In the US daily economic losses from solar storms causing power outages can be more than $ 40 billion, with more than half of them represent the indirect costs outside off, according to a new study.
Previous studies focused on direct economic losses in the area of the outage, not taking into account the indirect domestic and international losses from extreme space weather. On average, scientists estimate that direct economic losses from interruptions in the supply of electricity accounted for only 49% of the total number of potential macroeconomic costs.
According to a worst-case scenario, in the event of a power outage, affecting 66 % of the U.S. population, the daily internal economic losses could reach $ 41.5 billion, plus an additional 7 billion at the expense of international energy supplies.

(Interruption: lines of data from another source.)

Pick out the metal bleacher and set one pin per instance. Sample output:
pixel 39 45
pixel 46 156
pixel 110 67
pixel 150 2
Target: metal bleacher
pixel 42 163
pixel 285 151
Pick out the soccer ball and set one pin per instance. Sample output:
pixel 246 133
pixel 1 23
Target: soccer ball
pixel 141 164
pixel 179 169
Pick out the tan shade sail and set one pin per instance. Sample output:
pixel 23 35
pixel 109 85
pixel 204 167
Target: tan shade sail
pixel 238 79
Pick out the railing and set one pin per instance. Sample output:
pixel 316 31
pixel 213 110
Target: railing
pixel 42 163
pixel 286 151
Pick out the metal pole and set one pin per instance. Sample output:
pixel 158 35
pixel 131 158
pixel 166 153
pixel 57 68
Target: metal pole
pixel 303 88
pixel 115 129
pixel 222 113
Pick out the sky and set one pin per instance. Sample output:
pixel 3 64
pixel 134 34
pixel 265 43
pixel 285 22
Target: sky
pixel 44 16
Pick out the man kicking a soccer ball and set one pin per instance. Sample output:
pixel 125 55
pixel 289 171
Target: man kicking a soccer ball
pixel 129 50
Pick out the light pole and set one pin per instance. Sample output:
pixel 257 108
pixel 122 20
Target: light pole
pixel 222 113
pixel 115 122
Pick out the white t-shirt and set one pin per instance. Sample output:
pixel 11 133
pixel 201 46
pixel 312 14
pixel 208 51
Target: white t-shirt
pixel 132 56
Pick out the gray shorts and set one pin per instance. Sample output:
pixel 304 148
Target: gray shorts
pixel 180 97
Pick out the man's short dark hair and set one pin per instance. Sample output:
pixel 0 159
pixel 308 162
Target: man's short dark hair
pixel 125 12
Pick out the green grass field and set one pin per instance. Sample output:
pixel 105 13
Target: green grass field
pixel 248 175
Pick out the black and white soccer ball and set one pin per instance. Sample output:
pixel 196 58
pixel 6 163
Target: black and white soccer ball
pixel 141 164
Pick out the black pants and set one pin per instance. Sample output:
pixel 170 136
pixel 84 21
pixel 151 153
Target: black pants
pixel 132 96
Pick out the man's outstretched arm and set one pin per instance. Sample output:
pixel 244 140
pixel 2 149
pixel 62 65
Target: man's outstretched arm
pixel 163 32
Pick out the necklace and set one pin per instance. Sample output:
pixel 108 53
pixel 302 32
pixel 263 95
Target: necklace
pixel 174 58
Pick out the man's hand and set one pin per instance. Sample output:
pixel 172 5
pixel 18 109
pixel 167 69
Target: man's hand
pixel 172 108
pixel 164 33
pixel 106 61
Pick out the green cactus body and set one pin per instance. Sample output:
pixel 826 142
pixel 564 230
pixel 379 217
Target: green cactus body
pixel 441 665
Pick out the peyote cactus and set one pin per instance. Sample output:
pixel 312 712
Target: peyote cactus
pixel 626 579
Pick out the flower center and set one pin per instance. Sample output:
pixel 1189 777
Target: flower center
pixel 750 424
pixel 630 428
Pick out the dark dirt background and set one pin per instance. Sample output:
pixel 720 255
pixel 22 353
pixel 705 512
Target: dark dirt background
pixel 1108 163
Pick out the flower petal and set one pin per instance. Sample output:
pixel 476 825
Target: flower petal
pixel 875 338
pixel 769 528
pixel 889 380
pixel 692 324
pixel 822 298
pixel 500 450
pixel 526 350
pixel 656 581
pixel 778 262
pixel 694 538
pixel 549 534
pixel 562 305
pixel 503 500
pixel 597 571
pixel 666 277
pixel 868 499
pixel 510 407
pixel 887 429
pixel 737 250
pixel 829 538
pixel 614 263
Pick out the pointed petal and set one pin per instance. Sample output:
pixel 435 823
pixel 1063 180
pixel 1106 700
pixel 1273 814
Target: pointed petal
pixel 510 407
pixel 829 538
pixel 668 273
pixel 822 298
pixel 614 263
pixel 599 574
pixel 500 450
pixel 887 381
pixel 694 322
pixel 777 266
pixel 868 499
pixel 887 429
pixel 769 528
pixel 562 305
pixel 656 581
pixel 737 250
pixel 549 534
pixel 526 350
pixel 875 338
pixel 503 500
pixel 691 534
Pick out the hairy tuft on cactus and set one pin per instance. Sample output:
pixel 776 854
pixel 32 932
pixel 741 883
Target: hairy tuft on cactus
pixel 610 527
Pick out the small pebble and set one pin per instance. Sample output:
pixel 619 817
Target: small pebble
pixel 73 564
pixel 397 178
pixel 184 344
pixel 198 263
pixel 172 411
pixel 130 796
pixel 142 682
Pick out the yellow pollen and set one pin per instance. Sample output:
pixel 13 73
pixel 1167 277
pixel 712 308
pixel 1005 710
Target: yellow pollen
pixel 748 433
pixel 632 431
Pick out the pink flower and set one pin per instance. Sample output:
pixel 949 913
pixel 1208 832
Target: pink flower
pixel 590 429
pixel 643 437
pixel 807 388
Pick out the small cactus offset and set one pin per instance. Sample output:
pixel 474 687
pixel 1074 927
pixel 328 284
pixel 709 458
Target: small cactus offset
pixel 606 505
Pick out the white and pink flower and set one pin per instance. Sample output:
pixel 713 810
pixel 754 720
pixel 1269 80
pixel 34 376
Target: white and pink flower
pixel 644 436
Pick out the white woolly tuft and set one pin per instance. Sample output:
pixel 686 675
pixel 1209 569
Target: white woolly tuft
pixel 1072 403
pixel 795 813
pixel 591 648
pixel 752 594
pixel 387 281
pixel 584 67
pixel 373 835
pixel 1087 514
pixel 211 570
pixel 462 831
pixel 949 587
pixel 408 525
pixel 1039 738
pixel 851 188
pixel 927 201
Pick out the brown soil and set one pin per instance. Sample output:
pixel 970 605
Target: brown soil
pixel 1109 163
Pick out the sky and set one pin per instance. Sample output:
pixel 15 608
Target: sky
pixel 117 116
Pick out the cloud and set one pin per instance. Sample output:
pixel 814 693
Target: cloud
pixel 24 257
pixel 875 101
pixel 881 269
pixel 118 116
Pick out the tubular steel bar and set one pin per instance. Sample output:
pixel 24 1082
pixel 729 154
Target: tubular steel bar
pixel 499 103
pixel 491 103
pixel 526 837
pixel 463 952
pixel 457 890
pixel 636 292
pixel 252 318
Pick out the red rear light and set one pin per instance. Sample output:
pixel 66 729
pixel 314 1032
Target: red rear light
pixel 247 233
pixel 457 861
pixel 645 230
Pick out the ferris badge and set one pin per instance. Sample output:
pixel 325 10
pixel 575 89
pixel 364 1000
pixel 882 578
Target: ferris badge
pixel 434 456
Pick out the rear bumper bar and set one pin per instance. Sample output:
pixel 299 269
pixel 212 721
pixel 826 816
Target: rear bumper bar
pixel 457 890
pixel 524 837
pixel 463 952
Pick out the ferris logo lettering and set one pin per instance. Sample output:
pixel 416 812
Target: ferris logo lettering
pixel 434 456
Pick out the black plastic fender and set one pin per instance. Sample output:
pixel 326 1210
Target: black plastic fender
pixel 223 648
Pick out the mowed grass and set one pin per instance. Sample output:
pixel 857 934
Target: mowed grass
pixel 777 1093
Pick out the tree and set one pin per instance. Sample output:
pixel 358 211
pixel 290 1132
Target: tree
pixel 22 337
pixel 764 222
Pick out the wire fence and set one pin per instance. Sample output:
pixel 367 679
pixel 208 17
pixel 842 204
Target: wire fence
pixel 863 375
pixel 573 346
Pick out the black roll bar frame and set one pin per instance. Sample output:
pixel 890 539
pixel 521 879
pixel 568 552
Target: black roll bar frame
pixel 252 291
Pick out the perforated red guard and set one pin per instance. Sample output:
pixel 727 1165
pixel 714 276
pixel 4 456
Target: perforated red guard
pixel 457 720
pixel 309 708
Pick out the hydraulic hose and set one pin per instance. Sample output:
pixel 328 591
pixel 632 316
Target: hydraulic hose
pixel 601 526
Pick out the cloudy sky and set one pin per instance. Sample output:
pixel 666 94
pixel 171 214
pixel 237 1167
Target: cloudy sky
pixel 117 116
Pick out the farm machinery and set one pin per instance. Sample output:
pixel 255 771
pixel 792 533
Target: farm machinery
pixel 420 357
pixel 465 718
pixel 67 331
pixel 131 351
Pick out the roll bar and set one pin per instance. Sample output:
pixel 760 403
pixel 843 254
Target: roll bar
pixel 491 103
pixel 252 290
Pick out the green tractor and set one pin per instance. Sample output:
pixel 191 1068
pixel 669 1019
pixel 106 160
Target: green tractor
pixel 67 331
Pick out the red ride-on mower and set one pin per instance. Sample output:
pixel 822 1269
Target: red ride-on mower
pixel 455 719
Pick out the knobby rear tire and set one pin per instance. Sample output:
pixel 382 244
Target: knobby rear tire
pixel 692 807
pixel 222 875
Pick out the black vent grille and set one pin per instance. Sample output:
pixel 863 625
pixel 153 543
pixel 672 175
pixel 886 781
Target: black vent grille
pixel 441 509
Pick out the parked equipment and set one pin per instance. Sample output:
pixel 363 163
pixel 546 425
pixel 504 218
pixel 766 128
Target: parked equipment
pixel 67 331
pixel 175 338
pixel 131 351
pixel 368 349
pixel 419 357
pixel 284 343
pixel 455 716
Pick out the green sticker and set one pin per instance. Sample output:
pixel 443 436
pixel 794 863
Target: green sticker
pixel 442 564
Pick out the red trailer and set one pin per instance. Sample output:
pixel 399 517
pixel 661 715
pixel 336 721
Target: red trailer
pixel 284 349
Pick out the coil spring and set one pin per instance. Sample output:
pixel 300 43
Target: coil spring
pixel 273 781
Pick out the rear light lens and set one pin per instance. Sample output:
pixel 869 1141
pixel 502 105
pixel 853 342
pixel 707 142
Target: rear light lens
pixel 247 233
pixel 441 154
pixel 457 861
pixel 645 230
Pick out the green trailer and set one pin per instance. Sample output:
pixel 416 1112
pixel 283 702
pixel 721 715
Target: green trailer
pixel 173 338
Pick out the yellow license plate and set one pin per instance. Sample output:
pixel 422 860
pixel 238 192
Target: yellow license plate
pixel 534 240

Electrical experts differ in their views on the possible scale of the blackouts caused by coronal mass ejections. Some believe that the outages could last a few hours or a few days, as electrical systems are protected from electrical collapse. According to other experts, they can take up to several weeks or months because the equipment can be virtually destroyed and need to be replaced.
Extremes of space weather occur frequently, but only occasionally have an impact on the Ground. The most famous geomagnetic storm that hit Quebec in 1989 caused the collapse of the electrical grid of Hydro-Quebec, responsible for the production, transmission and sales of electricity in the region, and at nine o’clock left without electricity for many villages.
In 1859 there was a massive solar storm, known as the “Carrington event” (in honor of the British astronomer). In 2012, the likelihood of recurrence of such a storm in the next decade is estimated at 12 %. After a year the insurance company Lloyd’s in cooperation with Atmospheric and Environmental Research conducted a study which States that the probability of extreme solar storms at this time is relatively small, but in the end it will inevitably happen.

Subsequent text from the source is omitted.